Inhalt: Nobody experiences the world in just one dimension. This seminar looks critically at how gender, sexuality, racism and class form multiple, intersecting dimensions that shape individual experience, social structures and power relations. This ‘intersectionality’ or ‘multidimensionality’ informs the ways in which some people and some groups experience specific (often particularly egregious) forms of oppression, marginalisation or exploitation. However, the seminar also looks at how ‘intersectional’ or ‘multidimensional’ approaches have historically informed the ways in which such oppression, marginalisation or exploitation have been resisted. Throughout this course, we will look at how economic questions – i.e. questions of class and capitalism, waged and unwaged labour – shape gender, sexuality, racism and the ways in which these are entangled with one another. Students will engage with key works by Kimberlé W. Crenshaw, Roderick A. Ferguson, Patricia Hill Collins, Stuart Hall, the Combahee River Collective, Sara Ahmed, and Angela Davis.

Masterforum: Künste, Theorie, Kritik (Kolloquium)

Dozent/in: Ben Trott

Termin:
Einzeltermin | Do, 16.04.2026, 12:15 - Do, 16.04.2026, 15:45 | C 40.165 Seminarraum
Einzeltermin | Do, 21.05.2026, 12:15 - Do, 21.05.2026, 15:45 | C 40.165 Seminarraum
Einzeltermin | Di, 09.06.2026, 10:15 - Di, 09.06.2026, 15:45 | C 40.176 Seminarraum

Inhalt: It provides an opportunity for students embarking on their MA theses to present an outline of their projects, with the goal of receiving productive critical feedback – both from instructors and from student peers. In the first meeting of the Master Forum, Ben Trott will introduce some of the common issues confronted by those carrying out scholarly research or writing in Cultural Studies, the Humanities and the Social Sciences. This will include general questions, including: how to arrive at and formulate a research question and a suitable framework for your project; how to begin thinking about method and methodology, and starting to conducting research; and ways of referencing and of acknowledging the use of sources. Students are invited to sign up to present an outline of their MA thesis in the subsequent meetings of the Master Forum. Students can choose whther to present in German or English. Students are required upload a two-page summary of their project to myStudy one week before they are due to present.
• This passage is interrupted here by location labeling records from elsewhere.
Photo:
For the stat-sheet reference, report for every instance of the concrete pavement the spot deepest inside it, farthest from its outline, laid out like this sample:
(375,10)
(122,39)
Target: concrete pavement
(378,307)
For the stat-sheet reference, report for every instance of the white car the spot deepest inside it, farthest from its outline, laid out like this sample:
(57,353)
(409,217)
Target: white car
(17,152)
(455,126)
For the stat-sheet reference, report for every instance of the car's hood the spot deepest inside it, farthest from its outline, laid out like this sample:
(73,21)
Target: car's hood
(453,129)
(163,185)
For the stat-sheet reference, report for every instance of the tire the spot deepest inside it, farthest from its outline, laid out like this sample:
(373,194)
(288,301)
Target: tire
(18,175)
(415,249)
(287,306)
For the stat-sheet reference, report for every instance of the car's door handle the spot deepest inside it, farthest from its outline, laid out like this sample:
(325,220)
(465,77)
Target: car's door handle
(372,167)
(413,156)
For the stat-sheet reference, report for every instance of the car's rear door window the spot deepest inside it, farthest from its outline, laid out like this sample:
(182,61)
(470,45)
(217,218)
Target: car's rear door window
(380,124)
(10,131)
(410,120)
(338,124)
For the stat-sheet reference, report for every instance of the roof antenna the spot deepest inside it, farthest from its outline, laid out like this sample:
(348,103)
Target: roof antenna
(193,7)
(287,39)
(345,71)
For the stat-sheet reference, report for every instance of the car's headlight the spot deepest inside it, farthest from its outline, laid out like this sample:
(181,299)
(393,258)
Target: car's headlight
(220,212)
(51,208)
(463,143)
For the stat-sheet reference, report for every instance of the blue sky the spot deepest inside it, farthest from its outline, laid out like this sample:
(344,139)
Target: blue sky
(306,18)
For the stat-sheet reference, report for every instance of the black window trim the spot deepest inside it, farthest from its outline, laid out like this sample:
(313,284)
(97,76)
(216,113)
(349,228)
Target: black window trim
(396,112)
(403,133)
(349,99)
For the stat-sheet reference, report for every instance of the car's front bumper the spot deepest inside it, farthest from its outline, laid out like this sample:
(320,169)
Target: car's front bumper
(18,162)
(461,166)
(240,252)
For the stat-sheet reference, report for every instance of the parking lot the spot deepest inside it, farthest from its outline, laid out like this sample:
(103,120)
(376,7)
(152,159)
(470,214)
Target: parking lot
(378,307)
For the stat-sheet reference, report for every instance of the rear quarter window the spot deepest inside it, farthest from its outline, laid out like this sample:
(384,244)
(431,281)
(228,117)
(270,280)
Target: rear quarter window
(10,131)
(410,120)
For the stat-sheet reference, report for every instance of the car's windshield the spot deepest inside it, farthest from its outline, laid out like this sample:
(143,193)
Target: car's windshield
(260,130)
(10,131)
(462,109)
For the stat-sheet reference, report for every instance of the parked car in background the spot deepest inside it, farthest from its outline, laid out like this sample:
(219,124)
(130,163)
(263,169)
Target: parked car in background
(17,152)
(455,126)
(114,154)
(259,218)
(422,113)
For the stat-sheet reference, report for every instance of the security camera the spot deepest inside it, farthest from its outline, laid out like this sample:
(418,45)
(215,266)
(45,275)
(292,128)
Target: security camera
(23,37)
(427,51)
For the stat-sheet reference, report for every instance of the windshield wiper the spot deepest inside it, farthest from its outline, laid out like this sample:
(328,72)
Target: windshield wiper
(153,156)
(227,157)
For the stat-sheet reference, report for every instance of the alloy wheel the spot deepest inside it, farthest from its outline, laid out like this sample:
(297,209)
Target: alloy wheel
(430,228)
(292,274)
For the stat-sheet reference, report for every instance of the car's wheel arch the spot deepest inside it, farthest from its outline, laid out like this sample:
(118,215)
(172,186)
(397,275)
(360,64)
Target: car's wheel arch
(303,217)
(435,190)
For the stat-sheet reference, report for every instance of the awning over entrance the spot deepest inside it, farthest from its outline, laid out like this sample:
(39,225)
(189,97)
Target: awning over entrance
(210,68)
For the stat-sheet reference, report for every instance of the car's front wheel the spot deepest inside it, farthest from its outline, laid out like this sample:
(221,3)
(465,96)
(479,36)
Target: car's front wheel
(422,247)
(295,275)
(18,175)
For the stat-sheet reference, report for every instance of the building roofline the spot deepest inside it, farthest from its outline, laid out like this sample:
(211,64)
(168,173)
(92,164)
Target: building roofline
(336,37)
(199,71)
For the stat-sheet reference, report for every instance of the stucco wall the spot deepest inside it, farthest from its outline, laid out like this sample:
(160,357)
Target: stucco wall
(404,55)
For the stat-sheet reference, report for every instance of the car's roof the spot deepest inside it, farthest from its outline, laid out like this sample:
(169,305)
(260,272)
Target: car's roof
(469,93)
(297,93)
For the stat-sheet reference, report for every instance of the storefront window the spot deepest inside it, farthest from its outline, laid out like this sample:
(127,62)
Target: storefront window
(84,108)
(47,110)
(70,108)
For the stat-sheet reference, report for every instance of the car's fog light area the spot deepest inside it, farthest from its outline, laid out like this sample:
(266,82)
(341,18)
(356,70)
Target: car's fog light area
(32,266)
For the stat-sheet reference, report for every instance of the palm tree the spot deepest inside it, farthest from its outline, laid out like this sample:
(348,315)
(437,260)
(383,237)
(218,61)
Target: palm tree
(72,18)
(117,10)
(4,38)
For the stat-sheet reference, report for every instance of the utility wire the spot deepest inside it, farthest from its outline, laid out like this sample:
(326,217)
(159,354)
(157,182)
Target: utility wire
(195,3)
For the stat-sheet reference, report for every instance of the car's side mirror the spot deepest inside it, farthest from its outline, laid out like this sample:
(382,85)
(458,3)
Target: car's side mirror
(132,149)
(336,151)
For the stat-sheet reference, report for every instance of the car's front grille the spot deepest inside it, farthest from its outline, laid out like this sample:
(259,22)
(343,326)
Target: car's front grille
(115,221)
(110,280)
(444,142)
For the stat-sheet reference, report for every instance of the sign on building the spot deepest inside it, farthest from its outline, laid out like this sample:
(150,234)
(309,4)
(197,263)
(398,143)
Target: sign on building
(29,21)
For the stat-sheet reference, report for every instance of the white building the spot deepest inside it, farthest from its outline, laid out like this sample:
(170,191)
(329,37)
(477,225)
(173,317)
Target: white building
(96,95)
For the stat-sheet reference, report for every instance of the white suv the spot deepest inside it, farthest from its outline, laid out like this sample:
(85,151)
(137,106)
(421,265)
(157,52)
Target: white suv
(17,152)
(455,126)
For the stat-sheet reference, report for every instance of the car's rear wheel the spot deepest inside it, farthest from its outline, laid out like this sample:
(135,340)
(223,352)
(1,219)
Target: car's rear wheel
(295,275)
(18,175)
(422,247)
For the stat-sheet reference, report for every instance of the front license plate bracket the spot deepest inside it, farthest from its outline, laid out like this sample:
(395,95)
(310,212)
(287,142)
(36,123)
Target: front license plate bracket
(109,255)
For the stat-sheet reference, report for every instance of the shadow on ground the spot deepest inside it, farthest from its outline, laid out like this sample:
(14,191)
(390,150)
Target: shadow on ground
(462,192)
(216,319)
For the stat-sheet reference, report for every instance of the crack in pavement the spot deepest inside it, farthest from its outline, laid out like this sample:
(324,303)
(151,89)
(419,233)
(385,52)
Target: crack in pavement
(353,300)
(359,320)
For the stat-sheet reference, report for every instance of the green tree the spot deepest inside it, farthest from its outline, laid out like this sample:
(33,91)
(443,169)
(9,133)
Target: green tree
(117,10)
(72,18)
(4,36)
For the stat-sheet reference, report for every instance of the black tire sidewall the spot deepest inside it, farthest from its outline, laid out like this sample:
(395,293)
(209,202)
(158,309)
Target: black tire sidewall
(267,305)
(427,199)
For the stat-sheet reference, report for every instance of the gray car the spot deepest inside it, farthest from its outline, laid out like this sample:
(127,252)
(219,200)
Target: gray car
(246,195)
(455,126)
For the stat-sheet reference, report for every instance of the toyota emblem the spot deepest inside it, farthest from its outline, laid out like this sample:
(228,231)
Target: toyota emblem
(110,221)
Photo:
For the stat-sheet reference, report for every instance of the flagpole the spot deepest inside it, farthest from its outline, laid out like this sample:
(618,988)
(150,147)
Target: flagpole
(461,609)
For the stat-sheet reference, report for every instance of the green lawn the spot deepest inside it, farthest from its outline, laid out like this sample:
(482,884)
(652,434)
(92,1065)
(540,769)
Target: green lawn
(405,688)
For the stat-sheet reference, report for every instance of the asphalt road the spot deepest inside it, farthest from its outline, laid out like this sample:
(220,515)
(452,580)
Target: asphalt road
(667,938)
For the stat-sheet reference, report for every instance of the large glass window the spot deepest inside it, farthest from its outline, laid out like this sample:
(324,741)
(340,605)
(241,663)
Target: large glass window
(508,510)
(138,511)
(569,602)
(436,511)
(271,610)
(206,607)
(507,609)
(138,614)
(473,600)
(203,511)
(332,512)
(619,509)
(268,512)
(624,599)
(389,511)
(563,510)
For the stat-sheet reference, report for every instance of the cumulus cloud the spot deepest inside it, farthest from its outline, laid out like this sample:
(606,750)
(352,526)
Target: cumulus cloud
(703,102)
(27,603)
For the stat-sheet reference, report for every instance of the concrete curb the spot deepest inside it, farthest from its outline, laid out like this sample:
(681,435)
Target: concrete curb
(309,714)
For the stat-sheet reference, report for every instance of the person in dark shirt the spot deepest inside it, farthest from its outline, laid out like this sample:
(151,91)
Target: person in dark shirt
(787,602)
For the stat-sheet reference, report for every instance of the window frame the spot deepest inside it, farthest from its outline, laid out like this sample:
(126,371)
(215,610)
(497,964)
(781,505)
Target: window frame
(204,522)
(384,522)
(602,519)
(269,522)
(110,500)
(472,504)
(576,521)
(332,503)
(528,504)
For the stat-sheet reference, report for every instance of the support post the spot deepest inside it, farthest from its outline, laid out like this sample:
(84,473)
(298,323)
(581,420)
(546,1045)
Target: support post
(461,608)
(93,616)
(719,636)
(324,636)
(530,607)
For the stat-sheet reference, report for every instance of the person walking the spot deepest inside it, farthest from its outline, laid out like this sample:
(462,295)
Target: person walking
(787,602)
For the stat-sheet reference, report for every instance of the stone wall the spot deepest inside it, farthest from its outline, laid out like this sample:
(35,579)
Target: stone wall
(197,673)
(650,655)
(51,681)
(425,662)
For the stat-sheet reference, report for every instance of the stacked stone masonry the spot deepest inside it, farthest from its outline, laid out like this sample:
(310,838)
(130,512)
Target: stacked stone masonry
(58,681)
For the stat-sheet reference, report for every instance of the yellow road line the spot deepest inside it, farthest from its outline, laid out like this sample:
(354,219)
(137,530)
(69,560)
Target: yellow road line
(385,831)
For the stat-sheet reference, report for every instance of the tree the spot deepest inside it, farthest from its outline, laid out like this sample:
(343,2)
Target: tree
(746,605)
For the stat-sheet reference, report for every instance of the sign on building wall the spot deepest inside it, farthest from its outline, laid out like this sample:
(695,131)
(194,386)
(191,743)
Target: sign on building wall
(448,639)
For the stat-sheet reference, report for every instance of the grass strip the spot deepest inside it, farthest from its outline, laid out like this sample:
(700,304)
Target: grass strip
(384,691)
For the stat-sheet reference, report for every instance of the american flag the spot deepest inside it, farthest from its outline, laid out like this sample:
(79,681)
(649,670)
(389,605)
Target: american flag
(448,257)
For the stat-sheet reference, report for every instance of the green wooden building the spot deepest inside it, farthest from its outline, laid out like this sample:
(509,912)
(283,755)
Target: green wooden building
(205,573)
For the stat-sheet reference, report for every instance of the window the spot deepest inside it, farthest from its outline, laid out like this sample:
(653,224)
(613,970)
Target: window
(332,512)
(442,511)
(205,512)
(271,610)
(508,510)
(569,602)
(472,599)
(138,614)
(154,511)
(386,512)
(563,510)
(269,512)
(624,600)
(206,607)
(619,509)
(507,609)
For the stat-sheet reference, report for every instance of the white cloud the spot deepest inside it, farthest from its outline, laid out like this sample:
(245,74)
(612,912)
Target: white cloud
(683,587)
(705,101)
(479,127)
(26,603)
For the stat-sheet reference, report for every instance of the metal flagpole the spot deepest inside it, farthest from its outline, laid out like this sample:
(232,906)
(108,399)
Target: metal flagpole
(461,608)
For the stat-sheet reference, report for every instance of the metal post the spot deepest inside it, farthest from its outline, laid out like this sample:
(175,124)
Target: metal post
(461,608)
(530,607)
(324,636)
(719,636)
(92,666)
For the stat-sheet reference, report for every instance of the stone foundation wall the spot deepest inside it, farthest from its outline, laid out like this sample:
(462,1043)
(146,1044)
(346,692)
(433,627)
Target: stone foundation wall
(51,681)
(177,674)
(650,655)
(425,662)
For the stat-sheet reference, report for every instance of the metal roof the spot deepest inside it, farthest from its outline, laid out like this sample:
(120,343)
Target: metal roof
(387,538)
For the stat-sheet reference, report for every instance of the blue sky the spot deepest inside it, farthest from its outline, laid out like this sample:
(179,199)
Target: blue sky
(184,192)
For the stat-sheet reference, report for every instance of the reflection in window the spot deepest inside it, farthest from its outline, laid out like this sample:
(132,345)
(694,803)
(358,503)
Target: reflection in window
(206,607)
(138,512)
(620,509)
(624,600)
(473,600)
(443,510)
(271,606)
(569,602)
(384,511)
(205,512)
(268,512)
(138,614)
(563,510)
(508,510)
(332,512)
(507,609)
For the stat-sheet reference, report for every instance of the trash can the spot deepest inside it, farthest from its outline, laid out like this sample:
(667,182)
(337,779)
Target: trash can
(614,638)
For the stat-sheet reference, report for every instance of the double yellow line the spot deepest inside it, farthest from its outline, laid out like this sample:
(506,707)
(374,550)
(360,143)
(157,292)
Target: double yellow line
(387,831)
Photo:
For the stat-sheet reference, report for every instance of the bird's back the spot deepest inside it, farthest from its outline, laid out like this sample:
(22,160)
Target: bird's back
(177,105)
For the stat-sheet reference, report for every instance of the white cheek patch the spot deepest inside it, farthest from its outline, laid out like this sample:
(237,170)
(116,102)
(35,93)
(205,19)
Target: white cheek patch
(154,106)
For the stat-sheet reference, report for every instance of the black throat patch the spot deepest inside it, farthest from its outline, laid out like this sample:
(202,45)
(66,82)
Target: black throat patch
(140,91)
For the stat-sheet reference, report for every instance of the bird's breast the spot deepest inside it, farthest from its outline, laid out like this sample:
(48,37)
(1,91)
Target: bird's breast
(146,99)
This should include: • a working title for your thesis as well as your research question; • the approach, method or methodology that you plan on using, and the theoretical framework or points of reference for your project; • what you anticipate discovering or arguing in your thesis; • and a list of up to five key works that you will use, along with any additional information about sources you plan on using – such as archives, exhibitions or interview partners. Students are asked to attend all sessions of the Master Forum, not the simply the session in which they will present, and to have read the two-page summaries ahead of time. Please be ready to provide your fellow students with productive critical feedback on their projects! The Master Forum is examined (pass/fail) as a combined scholarly work [Kombinierte wissenschaftliche Arbeit] made up of (a) your two-page summary and (b) your presentation.